[開催中]楽しみ学ぶ日本の美意識「和の明かり×百段階段」

草丘の間

和の明かり×百段階段2018

ホテル雅叙園東京では、2018年7月7日(土)~9月2日(日)まで「和のあかり×百段階段2018 ~日本の色彩、日本のかたち~」が開催されています。このイベント、毎年恒例となっており、2015年から始まりました。今年で4回目。年々盛況をはくし、来場者、参加団体、作品ともに、増え続けているそう。

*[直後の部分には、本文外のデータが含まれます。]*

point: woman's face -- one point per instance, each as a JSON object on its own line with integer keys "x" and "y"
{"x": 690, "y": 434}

これまでの動員数は、累計が23万人に及ぶといいます。

「百段階段」って知ってる?

ところで、目黒雅叙園の「百段階段」をご存知でしょうか?噂は耳に入ってくるのですが、その実態がよくわかりませんでした。なにやら珍しい建築で、内装は絢爛豪華、文化財級の価値がある建物らしいと聞きます。(⇒実際に2009年、東京都指定有形文化財に認定されたそう。)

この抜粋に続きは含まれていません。